# Exercise 1: Policy Iteration

In [None]:
# The autoreload extension will automatically load in new code as you edit files, 
# so you don't need to restart the kernel every time
%load_ext autoreload
%autoreload 2
from typing import Tuple, List
import numpy as np
from scipy.special import softmax
from ipywidgets import interact

from grid_world import GridWorld

In this exercise we will be using a `GridWorld` environment where there are a set of absorbing states that get a reward of 0 and for every other state visited gets a reward of -1. The actions are to go up, down, left, or right, respecting the boundaries of the grid. We can visualize the grid below.

In [None]:
env = GridWorld(4, absorbing_states={(0,0), (3,3)})
env.render();

#### Exercise 1.1: Implement Policy Evaluation
First, implement the function `bellman_expectation` which will compute the one-step Bellman update of the value function for a given state and stochastic policy. Then, implement the function `policy_evaluation` to implement the policy evaluation algorithm using the `bellman_expectation` function.

In [None]:
def compute_action_value(env: GridWorld, state: Tuple[int, int], action: Tuple[int, int], discount: float):
    """
    Compute the action value Q(x, u) for current state and action using one-step lookahead with the
    environment's value function.

    Args:
        env: grid world environment
        state: the (x, y) indices that define the location in the grid
        action: the movement direction (i.e. (1, 0)) action
        discount: discount factor
    """
    next_state, reward = env.step(state, action)
    return reward + discount * env.state_value[next_state]

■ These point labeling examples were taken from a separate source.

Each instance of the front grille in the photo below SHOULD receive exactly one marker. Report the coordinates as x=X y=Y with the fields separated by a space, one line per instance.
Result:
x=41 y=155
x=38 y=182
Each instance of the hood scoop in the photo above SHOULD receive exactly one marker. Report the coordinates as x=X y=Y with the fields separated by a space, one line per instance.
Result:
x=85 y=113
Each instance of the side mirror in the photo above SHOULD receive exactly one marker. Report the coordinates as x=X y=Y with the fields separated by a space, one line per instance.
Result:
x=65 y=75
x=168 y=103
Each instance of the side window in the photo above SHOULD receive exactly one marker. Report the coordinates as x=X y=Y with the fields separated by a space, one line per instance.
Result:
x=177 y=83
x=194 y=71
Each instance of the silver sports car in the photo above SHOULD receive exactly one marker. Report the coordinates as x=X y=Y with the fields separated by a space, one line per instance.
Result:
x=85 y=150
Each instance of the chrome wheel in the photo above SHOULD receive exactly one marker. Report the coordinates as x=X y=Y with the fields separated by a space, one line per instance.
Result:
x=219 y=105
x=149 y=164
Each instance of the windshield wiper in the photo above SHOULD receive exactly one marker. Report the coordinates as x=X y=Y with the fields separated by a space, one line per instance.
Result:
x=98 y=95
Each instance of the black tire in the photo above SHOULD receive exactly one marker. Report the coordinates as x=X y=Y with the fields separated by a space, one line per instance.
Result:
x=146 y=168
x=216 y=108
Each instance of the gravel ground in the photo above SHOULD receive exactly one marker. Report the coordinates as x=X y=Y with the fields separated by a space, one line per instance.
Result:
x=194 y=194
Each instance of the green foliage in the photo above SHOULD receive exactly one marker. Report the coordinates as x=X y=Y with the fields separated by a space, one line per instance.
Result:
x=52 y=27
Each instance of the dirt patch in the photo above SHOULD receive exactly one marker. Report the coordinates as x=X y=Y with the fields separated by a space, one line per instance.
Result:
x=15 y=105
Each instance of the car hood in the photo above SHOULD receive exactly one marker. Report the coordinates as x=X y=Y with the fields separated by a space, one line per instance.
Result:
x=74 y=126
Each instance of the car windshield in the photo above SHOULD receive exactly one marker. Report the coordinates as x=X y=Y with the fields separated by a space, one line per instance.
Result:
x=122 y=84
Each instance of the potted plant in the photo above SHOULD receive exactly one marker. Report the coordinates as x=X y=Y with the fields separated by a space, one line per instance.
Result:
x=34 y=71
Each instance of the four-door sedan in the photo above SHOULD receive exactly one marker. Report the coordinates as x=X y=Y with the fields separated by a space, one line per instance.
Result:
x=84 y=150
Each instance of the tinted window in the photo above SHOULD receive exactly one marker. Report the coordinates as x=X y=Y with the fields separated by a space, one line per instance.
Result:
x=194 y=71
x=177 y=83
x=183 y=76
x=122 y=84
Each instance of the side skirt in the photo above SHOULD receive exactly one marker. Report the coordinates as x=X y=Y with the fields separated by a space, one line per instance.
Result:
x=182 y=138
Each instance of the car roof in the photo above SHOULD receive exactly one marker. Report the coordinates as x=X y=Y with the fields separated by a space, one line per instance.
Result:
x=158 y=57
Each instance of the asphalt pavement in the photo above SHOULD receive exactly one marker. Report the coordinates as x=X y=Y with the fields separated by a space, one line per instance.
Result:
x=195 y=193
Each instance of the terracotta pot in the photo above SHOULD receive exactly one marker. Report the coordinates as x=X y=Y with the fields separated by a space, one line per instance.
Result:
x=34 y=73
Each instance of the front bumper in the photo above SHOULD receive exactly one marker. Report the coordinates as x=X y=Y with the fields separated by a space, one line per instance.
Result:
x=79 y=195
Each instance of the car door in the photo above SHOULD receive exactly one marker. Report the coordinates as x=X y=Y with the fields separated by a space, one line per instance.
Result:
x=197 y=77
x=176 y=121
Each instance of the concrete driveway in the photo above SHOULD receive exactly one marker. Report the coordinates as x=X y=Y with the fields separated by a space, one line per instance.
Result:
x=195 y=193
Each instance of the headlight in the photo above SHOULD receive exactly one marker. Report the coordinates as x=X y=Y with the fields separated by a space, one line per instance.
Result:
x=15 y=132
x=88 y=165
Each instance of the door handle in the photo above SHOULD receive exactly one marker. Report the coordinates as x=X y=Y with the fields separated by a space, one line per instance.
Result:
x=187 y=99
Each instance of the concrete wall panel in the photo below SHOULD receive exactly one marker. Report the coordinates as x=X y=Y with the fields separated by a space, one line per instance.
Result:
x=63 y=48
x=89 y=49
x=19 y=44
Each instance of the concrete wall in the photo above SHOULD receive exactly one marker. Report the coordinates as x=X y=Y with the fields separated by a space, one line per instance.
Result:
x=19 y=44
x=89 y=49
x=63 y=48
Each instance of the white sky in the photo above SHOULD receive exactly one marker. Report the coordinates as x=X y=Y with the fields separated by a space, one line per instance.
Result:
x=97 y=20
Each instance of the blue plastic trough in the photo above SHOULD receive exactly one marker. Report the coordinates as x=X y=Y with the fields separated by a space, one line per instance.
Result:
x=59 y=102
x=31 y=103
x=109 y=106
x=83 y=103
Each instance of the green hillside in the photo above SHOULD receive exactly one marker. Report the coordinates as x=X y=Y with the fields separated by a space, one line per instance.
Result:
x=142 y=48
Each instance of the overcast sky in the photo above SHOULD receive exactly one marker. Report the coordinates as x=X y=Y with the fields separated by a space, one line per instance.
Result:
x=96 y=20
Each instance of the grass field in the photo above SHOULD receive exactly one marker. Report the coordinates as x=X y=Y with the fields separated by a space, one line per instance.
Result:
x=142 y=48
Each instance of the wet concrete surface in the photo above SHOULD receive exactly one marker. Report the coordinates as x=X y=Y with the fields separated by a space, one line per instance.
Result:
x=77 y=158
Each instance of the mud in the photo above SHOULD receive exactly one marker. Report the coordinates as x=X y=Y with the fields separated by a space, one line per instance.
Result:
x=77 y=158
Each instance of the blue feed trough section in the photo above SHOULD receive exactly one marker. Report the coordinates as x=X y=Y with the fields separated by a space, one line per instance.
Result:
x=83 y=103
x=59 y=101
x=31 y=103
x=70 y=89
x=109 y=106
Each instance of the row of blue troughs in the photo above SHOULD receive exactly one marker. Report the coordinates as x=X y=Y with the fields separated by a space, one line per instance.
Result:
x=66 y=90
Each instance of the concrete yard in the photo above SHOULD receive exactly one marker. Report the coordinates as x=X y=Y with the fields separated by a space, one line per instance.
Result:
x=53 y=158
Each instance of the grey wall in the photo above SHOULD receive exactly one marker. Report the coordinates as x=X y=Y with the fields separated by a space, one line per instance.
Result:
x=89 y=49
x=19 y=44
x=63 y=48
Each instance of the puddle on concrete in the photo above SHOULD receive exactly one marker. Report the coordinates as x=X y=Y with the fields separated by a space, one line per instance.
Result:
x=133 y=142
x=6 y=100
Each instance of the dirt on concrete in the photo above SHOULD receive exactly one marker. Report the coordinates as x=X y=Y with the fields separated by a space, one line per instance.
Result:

def bellman_expectation(env: GridWorld, state: Tuple[int, int], policy_probs: List[float], discount: float) -> float:
    """
    Performs a one-step lookahead and applies the Bellman expectation equation to update the value for
    the given state.
    
    Args:
        env: grid world environment
        state: the (x, y) indices that define the location in the grid
        policy_probs: transition probabilities for each action for the given state
        discount: discount factor
    Returns:
        the new value for the specified state
    """
    ##### YOUR CODE STARTS HERE #####
    # Hint: Use env.actions.items() and compute_action_value(...)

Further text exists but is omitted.